Physician recruitment was achieved in several steps (see Figure 2). First, participation invitations were mailed and included a brief study description, explanation of participant duties, participation risks and benefits, and a postcard refusal option. After 12 days elapsed (adequate time for investigators to receive postcard refusals), physicians were telephoned to determine eligibility, willingness to participate, and availability for the interview. On average, six calls were needed to secure a time to interview the physicians. One strategy employed in the PD Study, differing slightly from similar studies (Main et al., 1993; Feldman et al., 1997), was to speak directly with the physician upon initial contact. Researchers avoided speaking with or scheduling the interview through a gatekeeper, a method that decreased the number of calls required to make physician contact.

Figure 2
Physician-participant recruitment flow and procedure

Physicians, once reached and agreeing to participate, were informed that their responses would be kept confidential, that only group data would be reported, that interviews would be conducted at convenient times in their offices, that this study has no affiliation with a pharmaceutical company, and that physician time would be compensated with $125. Once the interview was scheduled, the research team interviewer received one randomly selected virtual case vignette out of a possible 32.

Final study sample

Participants were 404 primary care physicians. Specifically, we sent mailings to 942 physicians inviting them to participate in the study. Thirty-six physicians returned the postcards, indicating a refusal to participate. Of the 906 remaining physicians, 418 (44%) were eligible and agreed to participate, 340 (36%) were ineligible, and 184 refused to participate (20%, ie, 36, refused by postcard and 148 refused by phone). Of the 418 physicians who were interviewed, 14 were later removed from the data pool (ie, their interview records were discarded) because of large amounts of missing data or significant technology problems.

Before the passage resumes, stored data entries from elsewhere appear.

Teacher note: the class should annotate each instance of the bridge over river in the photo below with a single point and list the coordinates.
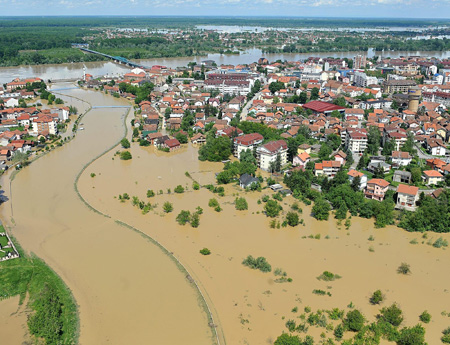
(118, 59)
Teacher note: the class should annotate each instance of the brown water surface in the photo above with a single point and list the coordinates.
(251, 307)
(127, 289)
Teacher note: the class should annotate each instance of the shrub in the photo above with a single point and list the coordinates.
(272, 208)
(167, 207)
(179, 189)
(411, 336)
(440, 242)
(125, 155)
(376, 298)
(354, 321)
(125, 143)
(404, 268)
(291, 326)
(328, 276)
(446, 336)
(392, 314)
(425, 317)
(339, 332)
(241, 204)
(259, 263)
(292, 218)
(205, 251)
(195, 220)
(183, 217)
(213, 202)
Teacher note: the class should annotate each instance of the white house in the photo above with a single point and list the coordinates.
(267, 154)
(352, 174)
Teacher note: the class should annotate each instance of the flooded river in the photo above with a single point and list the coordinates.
(75, 70)
(252, 307)
(127, 289)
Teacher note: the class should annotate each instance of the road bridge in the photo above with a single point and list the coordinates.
(117, 59)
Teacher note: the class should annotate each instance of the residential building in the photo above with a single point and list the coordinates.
(267, 154)
(400, 158)
(327, 168)
(246, 181)
(407, 196)
(301, 160)
(402, 176)
(356, 140)
(247, 142)
(376, 189)
(352, 174)
(432, 177)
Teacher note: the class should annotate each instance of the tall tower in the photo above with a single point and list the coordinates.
(414, 94)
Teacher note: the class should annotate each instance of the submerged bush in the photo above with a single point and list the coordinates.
(259, 263)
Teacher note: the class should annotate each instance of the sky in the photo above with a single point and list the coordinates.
(314, 8)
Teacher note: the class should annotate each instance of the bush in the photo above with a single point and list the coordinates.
(392, 315)
(376, 298)
(125, 155)
(292, 218)
(272, 208)
(328, 276)
(179, 189)
(213, 202)
(195, 220)
(404, 268)
(446, 336)
(354, 321)
(125, 143)
(241, 204)
(167, 207)
(412, 336)
(205, 251)
(259, 263)
(425, 317)
(183, 217)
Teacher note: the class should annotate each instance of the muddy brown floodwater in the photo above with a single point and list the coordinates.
(127, 289)
(251, 307)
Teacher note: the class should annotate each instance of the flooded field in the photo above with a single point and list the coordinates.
(13, 322)
(127, 289)
(251, 307)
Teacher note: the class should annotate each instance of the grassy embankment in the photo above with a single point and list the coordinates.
(55, 314)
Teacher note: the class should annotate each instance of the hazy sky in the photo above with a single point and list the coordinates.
(321, 8)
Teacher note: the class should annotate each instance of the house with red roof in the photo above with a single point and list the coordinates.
(352, 174)
(407, 196)
(301, 160)
(267, 154)
(432, 177)
(247, 142)
(376, 189)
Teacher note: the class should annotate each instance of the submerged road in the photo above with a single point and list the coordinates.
(127, 289)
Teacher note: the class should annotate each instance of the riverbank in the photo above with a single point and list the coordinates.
(251, 305)
(126, 288)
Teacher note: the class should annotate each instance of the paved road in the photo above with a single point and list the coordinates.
(244, 112)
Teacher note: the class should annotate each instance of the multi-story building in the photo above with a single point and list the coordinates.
(247, 142)
(359, 61)
(391, 86)
(363, 80)
(327, 168)
(407, 196)
(267, 154)
(376, 189)
(356, 140)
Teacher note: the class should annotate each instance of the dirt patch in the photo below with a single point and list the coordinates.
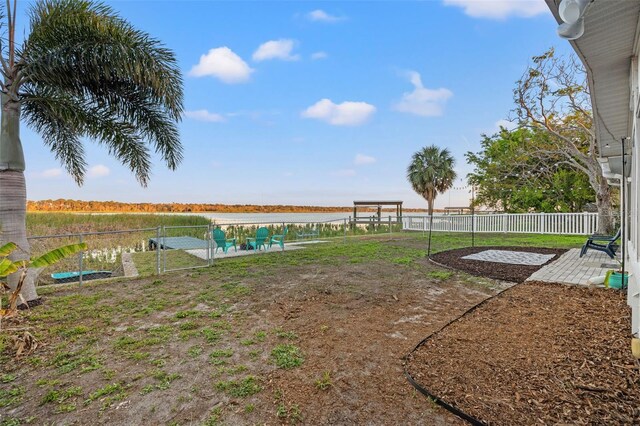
(495, 270)
(197, 347)
(561, 356)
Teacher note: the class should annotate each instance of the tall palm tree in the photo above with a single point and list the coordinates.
(430, 173)
(82, 72)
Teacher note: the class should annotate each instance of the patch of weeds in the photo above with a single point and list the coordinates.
(215, 314)
(7, 378)
(128, 343)
(214, 417)
(324, 382)
(139, 356)
(164, 379)
(440, 275)
(65, 408)
(282, 411)
(78, 361)
(295, 414)
(147, 389)
(185, 335)
(188, 314)
(287, 356)
(240, 388)
(73, 331)
(106, 390)
(160, 362)
(221, 353)
(164, 331)
(47, 382)
(60, 396)
(11, 396)
(194, 351)
(188, 325)
(210, 335)
(290, 335)
(235, 289)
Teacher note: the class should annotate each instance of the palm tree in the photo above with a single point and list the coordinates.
(430, 173)
(82, 72)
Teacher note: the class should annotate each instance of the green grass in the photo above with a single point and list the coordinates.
(240, 388)
(287, 356)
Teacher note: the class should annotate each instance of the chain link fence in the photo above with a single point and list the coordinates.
(152, 251)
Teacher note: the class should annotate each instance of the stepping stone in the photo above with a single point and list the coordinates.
(511, 257)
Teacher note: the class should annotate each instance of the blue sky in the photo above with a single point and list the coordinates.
(318, 103)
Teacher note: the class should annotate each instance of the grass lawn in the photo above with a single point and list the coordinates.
(312, 336)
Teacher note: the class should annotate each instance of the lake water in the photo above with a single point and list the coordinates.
(228, 218)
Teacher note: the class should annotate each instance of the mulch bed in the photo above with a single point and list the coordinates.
(495, 270)
(537, 353)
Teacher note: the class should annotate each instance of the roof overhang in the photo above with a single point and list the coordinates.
(607, 52)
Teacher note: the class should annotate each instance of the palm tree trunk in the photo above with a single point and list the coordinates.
(430, 204)
(13, 195)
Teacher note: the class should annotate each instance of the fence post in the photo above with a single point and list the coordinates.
(80, 263)
(344, 238)
(209, 245)
(158, 250)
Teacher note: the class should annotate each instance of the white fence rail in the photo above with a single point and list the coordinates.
(515, 223)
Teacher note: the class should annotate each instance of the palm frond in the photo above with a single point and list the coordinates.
(86, 72)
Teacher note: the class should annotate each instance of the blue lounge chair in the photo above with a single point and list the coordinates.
(278, 239)
(262, 234)
(222, 241)
(605, 243)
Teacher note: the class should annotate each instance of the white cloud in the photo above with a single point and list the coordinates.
(276, 49)
(343, 173)
(98, 171)
(319, 55)
(51, 173)
(363, 159)
(500, 9)
(344, 114)
(422, 101)
(204, 115)
(509, 125)
(223, 64)
(320, 15)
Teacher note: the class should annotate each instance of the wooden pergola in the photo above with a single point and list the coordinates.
(377, 218)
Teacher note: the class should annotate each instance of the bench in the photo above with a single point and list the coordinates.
(308, 233)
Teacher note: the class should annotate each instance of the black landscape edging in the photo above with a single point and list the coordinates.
(451, 408)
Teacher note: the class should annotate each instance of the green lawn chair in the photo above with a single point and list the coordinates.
(222, 241)
(278, 239)
(262, 234)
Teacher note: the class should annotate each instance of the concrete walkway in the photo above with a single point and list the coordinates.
(571, 269)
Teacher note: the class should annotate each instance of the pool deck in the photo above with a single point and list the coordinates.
(570, 268)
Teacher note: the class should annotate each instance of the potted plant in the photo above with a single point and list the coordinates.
(614, 279)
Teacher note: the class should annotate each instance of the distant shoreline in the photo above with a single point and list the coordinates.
(80, 206)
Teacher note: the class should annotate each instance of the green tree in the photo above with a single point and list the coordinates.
(82, 72)
(553, 98)
(510, 175)
(430, 173)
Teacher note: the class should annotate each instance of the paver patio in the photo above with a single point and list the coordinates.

Participants ranged in age from 29 to 88 years, with the total study sample's mean age being 47.66 (SD = 10.15) years. Race and ethnicity were diverse, with participants reporting non-Hispanic White (48%, n = 194), non-Hispanic Black (33%, n = 133), Asian-American (12%, n = 51), or other race/ethnicity (7%, n = 28) as their primary racial/ethnic identification.


All study procedures were approved by the Georgetown University Institutional Review Board. The research study protocol (see Figure 2) included the following: (1) the informed consent form and an introduction to the study; (2) the approximately 7-min interaction dialogue with the physician-participant and virtual patient on the study laptop; (3) the semi-structured interview; (4) a paper-and-pencil survey about the physician-participant demographics (gender, birth date, race, and specialty); knowledge, attitudes, and beliefs regarding depression care; and opinions about the believability of the virtual patient and the similarity of the virtual patient to the patients whom the physician sees in his or her everyday practice.


Demographic questionnaire

The instrument created for the study asks participants to describe themselves (gender, birth date, race, and specialty), their practice patterns (board certification, administrative duties), and their attitudes and knowledge about depression care. Physicians were also asked about the believability of the virtual patient, as well as ‘how real the virtual patient’ seemed to them.

Semi-structured interview

A manualized interview guide was used to standardize the protocol process for all participants. All physicians were asked to respond to the interview questions as if the patients were actually in their office. After the physician interacted with the virtual patient, the interview was conducted, which included questions about assessment (based on the information presented in the case vignette, what additional information would be essential for you to obtain about this patient's clinical condition?), diagnosis (other than the diagnoses indicated in the medical chart, what are the diagnoses that you are considering for this patient?), and treatment (what are your leading treatment recommendations for this patient?). We also asked physicians their reasoning behind their decision making related to assessment, diagnosis, and treatment recommendations (eg, please explain the reasoning behind your leading diagnoses).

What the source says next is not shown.